Memory-Augmented Patch Encoders: Incorporation of explicit memory banks (MOMEMTO, PaAno, TriP-LLM) enhances robustness to over-generalization and allows domain-agnostic representation sharing (Yoon et al., 23 Sep 2025, Park et al., 1 Feb 2026, Yu et al., 31 Jul 2025).
Multi-scale and Multi-view Integration: Simultaneous encoding at multiple patch lengths (PatchAD, CPatchBLS, TransDe) or with multiple architectural paths (TriP-LLM: patch, selection, global branches) increases sensitivity to anomalies at different scales and types (Zhong et al., 2024, Li et al., 2024, Zhang et al., 19 Apr 2025, Yu et al., 31 Jul 2025).
Contrastive Objectives beyond Reconstruction: Asymmetric and symmetric KL, InfoNCE, dynamic hypersphere contrast, or dual-branch discrepancy serve as core principles for calibrating the latent space, often yielding higher anomaly discrimination than pure reconstruction (Carmona et al., 2021, Zhang et al., 19 Apr 2025, Zhong et al., 2024).
Integration with Foundation/LLM Models: Feeding patch tokens into frozen LLM or TFM backbones (TriP-LLM, MOMEMTO) preserves pretraining capacity and reduces downstream finetuning cost, and architectural innovations (e.g., gate fusion, decoder heads) are optimized for resource and performance constraints (Yu et al., 31 Jul 2025, Yoon et al., 23 Sep 2025).

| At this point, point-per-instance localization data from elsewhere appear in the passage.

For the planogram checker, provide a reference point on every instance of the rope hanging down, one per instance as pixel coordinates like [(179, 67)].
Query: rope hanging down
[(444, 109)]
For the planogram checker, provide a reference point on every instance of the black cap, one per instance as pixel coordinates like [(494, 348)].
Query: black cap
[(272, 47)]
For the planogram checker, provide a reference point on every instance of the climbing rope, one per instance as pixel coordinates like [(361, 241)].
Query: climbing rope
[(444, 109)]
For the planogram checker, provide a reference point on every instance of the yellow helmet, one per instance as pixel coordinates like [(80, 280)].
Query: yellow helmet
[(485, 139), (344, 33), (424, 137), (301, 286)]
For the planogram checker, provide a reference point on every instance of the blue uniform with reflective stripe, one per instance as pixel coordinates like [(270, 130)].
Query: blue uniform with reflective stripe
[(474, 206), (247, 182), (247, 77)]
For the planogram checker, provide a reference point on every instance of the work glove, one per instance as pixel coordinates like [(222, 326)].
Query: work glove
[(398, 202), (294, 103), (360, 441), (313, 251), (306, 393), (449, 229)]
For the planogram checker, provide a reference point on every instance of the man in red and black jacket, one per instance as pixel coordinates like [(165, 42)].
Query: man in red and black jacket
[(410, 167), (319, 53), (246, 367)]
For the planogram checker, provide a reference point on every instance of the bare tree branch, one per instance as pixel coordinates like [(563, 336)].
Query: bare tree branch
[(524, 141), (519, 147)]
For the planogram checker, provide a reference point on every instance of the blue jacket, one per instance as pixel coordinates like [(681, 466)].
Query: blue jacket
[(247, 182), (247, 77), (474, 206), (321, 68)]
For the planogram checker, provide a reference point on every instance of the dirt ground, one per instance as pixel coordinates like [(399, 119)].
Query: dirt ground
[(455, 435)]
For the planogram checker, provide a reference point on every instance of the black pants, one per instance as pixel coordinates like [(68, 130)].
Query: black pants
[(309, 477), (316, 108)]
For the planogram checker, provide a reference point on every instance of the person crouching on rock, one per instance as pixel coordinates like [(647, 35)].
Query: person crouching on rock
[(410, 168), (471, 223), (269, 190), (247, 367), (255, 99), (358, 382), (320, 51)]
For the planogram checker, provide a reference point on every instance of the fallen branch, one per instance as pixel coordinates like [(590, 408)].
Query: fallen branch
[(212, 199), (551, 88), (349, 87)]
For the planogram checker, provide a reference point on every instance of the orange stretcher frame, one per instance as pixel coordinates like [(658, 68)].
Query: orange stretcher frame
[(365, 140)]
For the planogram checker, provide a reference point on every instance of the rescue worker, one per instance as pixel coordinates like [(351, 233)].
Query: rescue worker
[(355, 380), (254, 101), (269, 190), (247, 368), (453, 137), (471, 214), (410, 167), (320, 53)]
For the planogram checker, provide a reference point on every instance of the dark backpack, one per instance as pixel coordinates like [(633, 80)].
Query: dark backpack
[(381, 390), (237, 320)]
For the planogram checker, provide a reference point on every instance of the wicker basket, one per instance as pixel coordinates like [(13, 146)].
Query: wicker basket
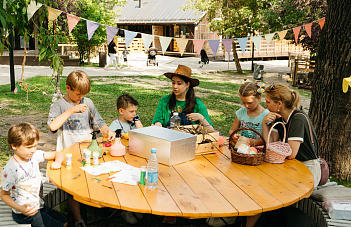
[(247, 159), (277, 151)]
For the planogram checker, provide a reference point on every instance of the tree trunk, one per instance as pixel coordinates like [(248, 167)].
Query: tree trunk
[(236, 59), (330, 108)]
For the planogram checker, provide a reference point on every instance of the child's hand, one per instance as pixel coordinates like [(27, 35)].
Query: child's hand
[(81, 108), (55, 165), (29, 209), (195, 117), (111, 135), (270, 117), (236, 137)]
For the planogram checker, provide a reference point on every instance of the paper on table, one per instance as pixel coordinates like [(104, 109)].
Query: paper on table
[(107, 167), (128, 176)]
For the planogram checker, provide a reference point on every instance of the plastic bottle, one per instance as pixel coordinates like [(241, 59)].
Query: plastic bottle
[(152, 170), (175, 120), (69, 161)]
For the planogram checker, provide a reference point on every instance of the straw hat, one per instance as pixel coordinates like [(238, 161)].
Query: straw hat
[(183, 71)]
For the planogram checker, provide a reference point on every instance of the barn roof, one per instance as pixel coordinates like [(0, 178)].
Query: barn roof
[(157, 12)]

7. Current Trends, Limitations, and Research Directions

Patch-based TSAD has matured into a paradigm balancing local context modeling with high-throughput inference. Ongoing challenges and themes include:

Scaling to ultra-long and high-dimensional series, which can cause combinatorial growth in patch count and memory usage; remedies include smarter patch selection, coreset memory banks, and fused branch aggregation (Park et al., 1 Feb 2026, Yu et al., 31 Jul 2025).

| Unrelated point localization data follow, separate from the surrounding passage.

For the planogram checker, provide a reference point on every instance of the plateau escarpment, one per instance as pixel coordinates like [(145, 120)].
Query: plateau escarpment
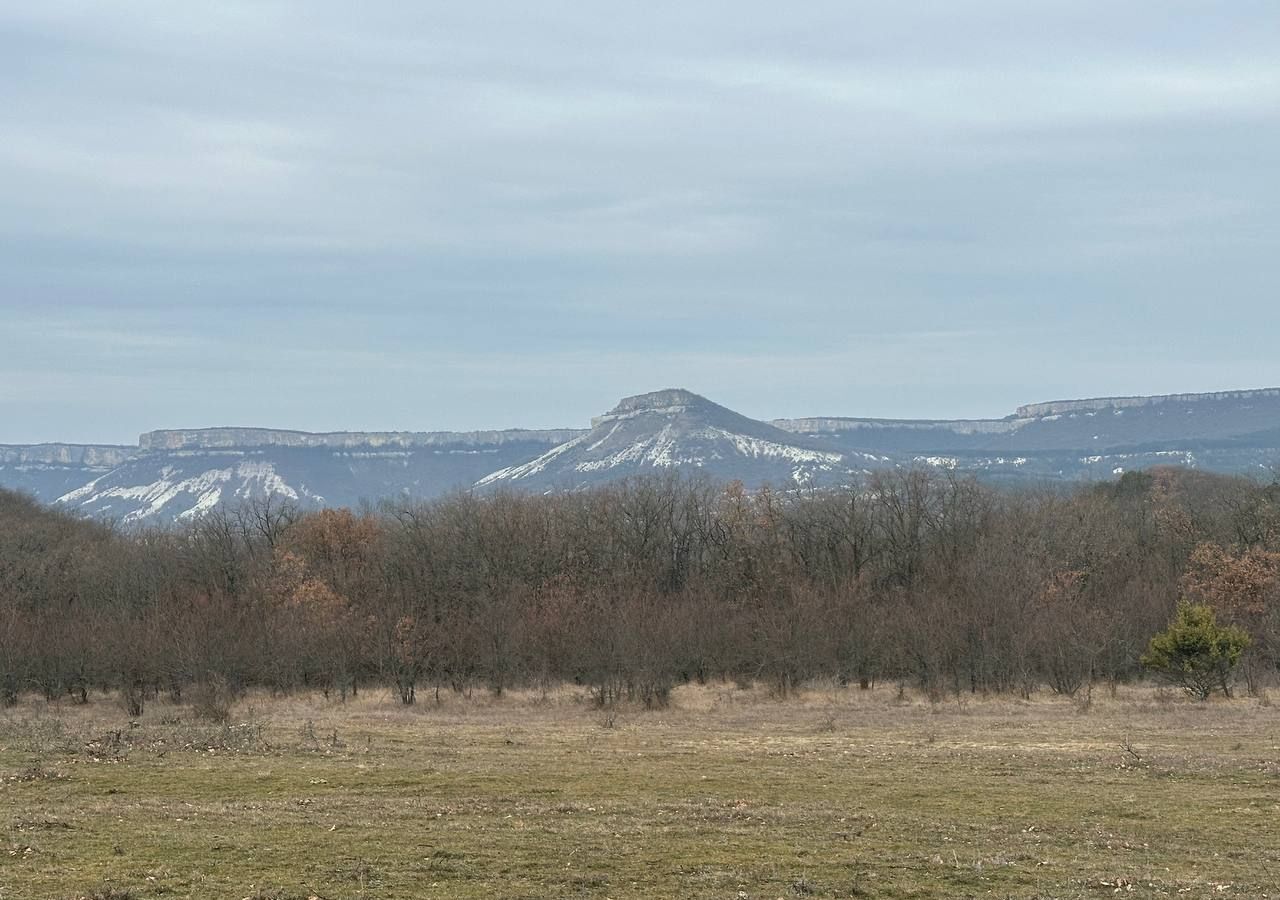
[(179, 474)]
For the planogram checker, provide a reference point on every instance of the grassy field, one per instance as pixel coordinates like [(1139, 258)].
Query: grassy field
[(727, 794)]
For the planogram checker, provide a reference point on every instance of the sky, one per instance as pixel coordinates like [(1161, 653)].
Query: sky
[(401, 215)]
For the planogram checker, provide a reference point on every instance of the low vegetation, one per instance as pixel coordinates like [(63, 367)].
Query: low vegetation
[(918, 578), (727, 793)]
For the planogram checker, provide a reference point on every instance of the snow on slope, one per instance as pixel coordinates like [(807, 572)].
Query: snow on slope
[(183, 496), (673, 429)]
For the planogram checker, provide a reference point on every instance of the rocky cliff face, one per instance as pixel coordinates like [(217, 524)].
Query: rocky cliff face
[(225, 438), (676, 429), (181, 474)]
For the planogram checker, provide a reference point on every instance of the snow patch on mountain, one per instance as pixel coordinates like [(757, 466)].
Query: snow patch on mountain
[(182, 497)]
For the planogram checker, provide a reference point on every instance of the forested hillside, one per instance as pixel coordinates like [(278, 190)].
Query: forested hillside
[(913, 576)]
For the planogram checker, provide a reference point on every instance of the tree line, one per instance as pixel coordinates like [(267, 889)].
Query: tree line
[(923, 578)]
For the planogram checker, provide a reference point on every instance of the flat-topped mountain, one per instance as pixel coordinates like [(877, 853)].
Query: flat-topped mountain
[(181, 474), (676, 429)]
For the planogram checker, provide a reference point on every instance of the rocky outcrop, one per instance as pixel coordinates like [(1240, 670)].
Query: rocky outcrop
[(64, 455), (224, 438)]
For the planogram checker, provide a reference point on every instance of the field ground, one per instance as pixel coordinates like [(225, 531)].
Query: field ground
[(726, 794)]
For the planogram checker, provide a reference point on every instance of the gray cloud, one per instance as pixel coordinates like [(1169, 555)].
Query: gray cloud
[(310, 215)]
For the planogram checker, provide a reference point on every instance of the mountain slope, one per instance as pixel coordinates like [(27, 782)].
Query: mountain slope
[(187, 478), (181, 474), (676, 429)]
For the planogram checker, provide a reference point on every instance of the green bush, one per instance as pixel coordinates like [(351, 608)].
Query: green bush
[(1194, 652)]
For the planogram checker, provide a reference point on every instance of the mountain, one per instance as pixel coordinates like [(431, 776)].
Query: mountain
[(174, 475), (1235, 432), (677, 429), (178, 475), (48, 471)]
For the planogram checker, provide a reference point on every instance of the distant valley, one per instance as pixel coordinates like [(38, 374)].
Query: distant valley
[(176, 475)]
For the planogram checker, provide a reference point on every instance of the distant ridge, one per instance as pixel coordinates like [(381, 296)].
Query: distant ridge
[(181, 474), (1060, 406)]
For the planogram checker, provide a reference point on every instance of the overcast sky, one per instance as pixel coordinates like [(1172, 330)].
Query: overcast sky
[(406, 215)]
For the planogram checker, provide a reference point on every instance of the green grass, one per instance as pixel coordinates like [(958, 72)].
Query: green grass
[(728, 794)]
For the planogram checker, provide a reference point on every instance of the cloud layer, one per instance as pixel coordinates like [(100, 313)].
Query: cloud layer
[(302, 214)]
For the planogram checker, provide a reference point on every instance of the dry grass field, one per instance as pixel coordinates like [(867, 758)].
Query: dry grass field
[(726, 794)]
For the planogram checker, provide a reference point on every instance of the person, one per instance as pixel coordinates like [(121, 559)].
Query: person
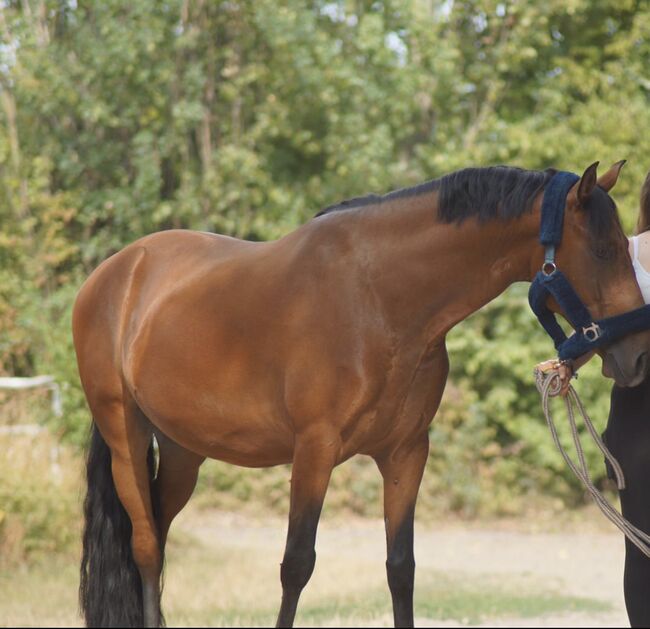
[(628, 438), (627, 435)]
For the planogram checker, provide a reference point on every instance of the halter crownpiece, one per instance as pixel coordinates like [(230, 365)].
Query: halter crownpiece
[(550, 281)]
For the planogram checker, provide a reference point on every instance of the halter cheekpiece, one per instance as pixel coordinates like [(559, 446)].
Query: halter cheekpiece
[(590, 334)]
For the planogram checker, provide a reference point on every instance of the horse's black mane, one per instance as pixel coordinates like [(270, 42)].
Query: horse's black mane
[(486, 193), (502, 192)]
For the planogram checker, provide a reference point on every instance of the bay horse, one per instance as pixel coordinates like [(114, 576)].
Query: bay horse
[(326, 343)]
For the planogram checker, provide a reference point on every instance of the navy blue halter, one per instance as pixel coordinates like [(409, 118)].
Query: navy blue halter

Avoiding over-generalization, especially in large foundation models; memory regularization, prototype gating, and contrastive calibration are prominent countermeasures (Yoon et al., 23 Sep 2025).
Unifying semi-supervised and unsupervised anomaly detection within patch-based frameworks, with variants such as contextual anomaly injection and hypersphere classifiers bridging the gap (Carmona et al., 2021).

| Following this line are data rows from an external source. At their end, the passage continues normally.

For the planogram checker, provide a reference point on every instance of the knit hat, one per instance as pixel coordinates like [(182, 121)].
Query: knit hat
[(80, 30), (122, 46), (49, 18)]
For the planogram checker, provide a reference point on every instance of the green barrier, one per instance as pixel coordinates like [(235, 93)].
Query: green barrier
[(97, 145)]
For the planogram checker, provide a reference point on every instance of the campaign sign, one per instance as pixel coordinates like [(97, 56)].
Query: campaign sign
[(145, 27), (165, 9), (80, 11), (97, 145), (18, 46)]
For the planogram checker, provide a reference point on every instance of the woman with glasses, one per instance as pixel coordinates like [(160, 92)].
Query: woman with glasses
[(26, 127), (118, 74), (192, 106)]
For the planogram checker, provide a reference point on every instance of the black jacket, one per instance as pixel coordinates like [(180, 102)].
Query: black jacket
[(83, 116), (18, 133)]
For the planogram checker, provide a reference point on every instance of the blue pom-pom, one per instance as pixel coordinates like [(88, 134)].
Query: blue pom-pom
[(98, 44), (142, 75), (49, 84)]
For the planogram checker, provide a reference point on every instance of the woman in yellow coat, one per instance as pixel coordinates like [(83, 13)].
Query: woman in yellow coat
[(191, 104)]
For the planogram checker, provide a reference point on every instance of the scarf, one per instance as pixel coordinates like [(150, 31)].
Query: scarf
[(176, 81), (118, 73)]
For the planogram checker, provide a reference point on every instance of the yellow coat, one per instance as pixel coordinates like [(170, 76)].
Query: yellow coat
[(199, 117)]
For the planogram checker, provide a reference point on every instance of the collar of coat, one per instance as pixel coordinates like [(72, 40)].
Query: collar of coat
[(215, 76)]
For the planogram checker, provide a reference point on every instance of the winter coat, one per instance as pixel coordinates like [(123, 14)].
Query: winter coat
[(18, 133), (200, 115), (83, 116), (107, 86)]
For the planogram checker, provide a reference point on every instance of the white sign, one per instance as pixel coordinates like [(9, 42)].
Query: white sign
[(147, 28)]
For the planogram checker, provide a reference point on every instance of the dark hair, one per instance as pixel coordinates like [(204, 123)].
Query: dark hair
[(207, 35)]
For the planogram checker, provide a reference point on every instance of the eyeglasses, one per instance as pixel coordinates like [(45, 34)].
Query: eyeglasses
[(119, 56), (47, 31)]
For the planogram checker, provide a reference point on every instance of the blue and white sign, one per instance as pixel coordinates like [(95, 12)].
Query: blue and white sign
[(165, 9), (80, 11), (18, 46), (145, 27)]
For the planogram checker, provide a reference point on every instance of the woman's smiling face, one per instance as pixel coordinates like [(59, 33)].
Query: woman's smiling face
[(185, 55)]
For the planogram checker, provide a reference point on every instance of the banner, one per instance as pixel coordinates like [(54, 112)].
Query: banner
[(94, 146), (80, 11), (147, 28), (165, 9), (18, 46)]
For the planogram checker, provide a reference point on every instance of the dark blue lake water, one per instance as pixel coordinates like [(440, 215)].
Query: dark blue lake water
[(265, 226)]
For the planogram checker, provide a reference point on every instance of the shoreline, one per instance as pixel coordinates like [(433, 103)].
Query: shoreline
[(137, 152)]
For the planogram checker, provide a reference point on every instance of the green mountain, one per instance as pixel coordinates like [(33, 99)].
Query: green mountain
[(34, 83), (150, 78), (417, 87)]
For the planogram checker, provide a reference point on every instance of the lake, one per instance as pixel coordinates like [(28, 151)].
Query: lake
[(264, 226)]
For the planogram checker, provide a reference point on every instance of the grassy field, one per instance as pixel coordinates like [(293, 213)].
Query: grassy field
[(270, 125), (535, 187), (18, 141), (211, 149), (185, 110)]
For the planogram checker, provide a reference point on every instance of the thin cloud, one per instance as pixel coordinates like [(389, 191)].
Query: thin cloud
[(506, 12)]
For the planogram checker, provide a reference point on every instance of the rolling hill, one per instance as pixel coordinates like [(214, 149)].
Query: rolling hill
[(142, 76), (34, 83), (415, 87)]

Exploiting multi-domain and transfer learning capacity by joint patch-memory modules across related time series domains (Yoon et al., 23 Sep 2025).
Moving beyond MSE-based losses toward adaptive contrastive and discrepancy-based objectives to prioritize representational discriminableness over pure fidelity (Zhang et al., 19 Apr 2025, Zhong et al., 2024).

Theoretical analysis of patch receptive field, inductive bias, and statistical power remains open for further research. Practical deployment will benefit from continued integration with efficient foundation model backbones and from architectures explicitly optimized for resource constraints.